In the meantime, Google lists the Goggles app in its Labs section, meaning the project is still in an experimental phase, a Google spokesman said. Allowing access this way lowers expectations and avoids exposing the technology to too many people who may find themselves turned off by the fact that it often fails to return accurate results.
The app displays a quick tutorial when it’s first launched. Google also showcases Goggles features that aren’t all that practical but that create buzz for the technology, such as a version that can solve Sudoku puzzles.
The Goggles app can also read QR codes, those black-and-white squares found on ads and posters that, when scanned by smartphones, access videos and other interactive content. Until Goggles can recognize everything, QR codes serve an interim need: Take a picture of something and get its digital counterpart.
Other image-search uses
This underlying image-search technology is important to many Google products.
The image-recognition algorithms help to recognize cars and people in Google’s Street View service in order to blur license plates and faces. They also help raise red flags when a photo reveals too much human skin, categorizing them for Google Images’s “adult” filter.
Neven joined Google in 2006 when the search giant acquired his company, called Neven Vision. His former colleague, Orang Dialameh, is the CEO at IPPLEX, a holding company that also has teams of engineers working on image-recognition projects.
Dialameh’s developers have employed cameras to build apps that can help identify objects, such as cash or cereal boxes, without requiring the user to snap a picture. Some of these apps are being marketed as utilities for blind people. IPPLEX’s next venture, Nantworks, will allow users to tag objects using a cell phone’s camera, Dialameh said.
Dialameh, who, like his colleague, is based in Southern California, faces many of the same obstacles that Google does — not the least of which is convincing people to use the apps in their daily lives.
“How will this become a consumer behavior?”
“We’re not used to taking out a camera and showing stuff to our phone.”

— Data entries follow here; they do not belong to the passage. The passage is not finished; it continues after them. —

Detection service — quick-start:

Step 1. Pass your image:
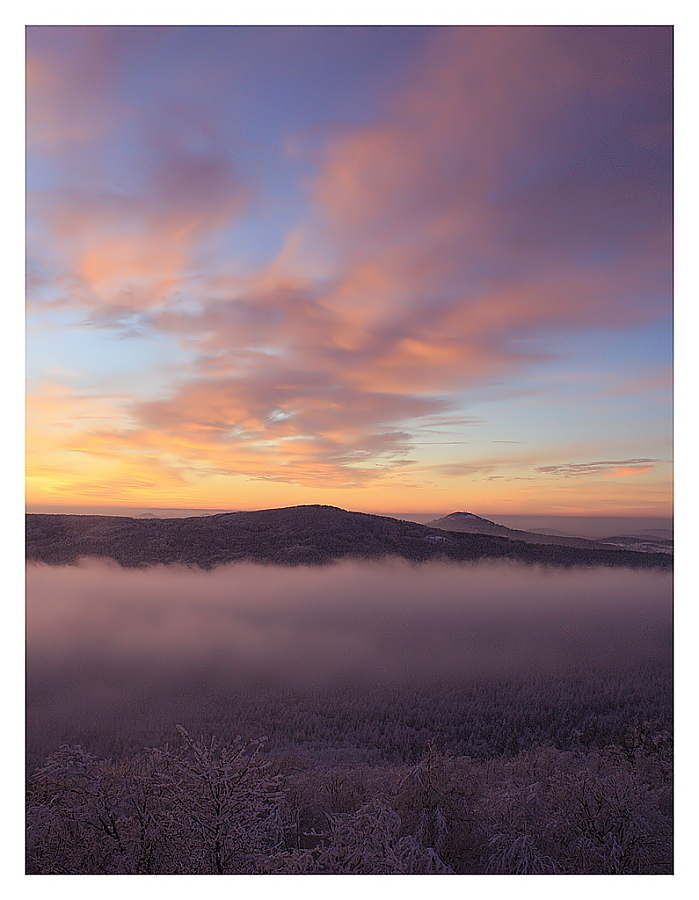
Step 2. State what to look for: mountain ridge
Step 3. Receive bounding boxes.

[26,504,672,569]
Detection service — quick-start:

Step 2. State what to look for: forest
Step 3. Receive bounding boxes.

[26,506,672,569]
[27,664,673,875]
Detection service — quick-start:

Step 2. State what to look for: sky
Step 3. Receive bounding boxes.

[26,26,672,516]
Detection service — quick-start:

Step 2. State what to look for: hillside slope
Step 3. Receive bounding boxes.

[26,506,672,569]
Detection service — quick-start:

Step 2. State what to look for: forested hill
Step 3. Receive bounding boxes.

[27,506,672,569]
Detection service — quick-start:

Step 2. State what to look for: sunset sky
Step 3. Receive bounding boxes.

[26,26,672,516]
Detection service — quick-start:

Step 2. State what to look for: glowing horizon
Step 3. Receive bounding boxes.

[26,26,672,518]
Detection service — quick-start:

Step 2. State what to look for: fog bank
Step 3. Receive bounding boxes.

[27,561,672,680]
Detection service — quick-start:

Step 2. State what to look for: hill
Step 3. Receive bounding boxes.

[26,506,672,569]
[427,512,673,554]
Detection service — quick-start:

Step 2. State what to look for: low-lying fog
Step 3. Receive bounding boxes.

[27,561,672,768]
[27,561,672,680]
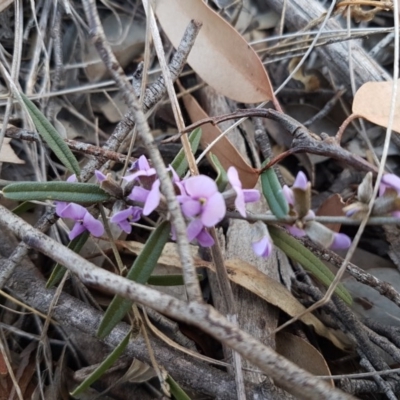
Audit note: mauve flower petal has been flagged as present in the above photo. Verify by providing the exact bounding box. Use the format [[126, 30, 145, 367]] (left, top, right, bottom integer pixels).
[[243, 189, 261, 203], [67, 174, 78, 182], [54, 201, 68, 217], [282, 185, 294, 206], [118, 219, 132, 233], [128, 186, 150, 203], [83, 212, 104, 237], [187, 219, 204, 242], [110, 207, 132, 224], [329, 233, 351, 250], [252, 236, 272, 257], [235, 189, 246, 217], [286, 225, 306, 237], [68, 222, 86, 240], [292, 171, 308, 190], [143, 179, 161, 215], [137, 156, 150, 171], [201, 192, 226, 228], [122, 171, 147, 182], [59, 203, 87, 221], [196, 229, 214, 247], [181, 197, 201, 217], [183, 175, 218, 199], [381, 174, 400, 192], [94, 169, 107, 182], [227, 167, 242, 189]]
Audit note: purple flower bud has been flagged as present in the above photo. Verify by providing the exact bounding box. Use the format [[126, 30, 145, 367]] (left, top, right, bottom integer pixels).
[[228, 167, 260, 217], [252, 235, 273, 257], [178, 175, 226, 227], [56, 201, 104, 240], [94, 169, 107, 182], [329, 233, 351, 250], [123, 156, 156, 182], [110, 206, 142, 233], [379, 174, 400, 196], [292, 171, 308, 190]]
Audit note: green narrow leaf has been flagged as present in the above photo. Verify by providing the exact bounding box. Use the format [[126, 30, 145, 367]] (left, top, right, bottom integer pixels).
[[20, 93, 81, 176], [261, 160, 289, 218], [210, 153, 228, 192], [71, 331, 131, 396], [97, 221, 171, 338], [166, 375, 190, 400], [46, 231, 90, 288], [147, 274, 203, 286], [3, 181, 110, 203], [171, 128, 201, 178], [268, 225, 353, 305]]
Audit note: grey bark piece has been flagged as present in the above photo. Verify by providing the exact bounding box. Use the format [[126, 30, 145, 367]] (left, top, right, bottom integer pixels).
[[268, 0, 391, 93], [0, 231, 278, 400]]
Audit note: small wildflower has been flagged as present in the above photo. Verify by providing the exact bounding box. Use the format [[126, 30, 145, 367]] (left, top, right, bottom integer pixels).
[[110, 206, 142, 233], [227, 167, 260, 217], [251, 221, 273, 257], [128, 179, 161, 215], [56, 201, 104, 240], [178, 175, 226, 240], [124, 156, 156, 182]]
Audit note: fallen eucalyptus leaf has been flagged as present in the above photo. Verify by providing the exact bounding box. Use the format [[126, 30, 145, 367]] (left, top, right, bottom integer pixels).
[[155, 0, 274, 104], [353, 79, 400, 133], [182, 90, 258, 189]]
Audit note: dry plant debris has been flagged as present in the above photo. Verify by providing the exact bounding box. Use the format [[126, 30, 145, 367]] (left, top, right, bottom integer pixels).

Others are embedding this kind of technology in more obvious applications. Face.com can examine photos on Facebook to identify people in pictures who weren’t manually tagged. In the same way, Neven’s technology at Google can be used to identify faces in a Picasa user’s personal photo collection.
But this facial-recognition technology, which sometimes thinks your sister is actually Grandpa, has a ways to go. And not everyone is sold on its usefulness.
“Before people-tagging came out, I think most people would have said that the best way to figure out who’s in photos was to have some face-recognition algorithm,” Facebook CEO Mark Zuckerberg said in an interview with several reporters after a news conference in November.
“But it actually turns out that the best way is to just have people tagged.”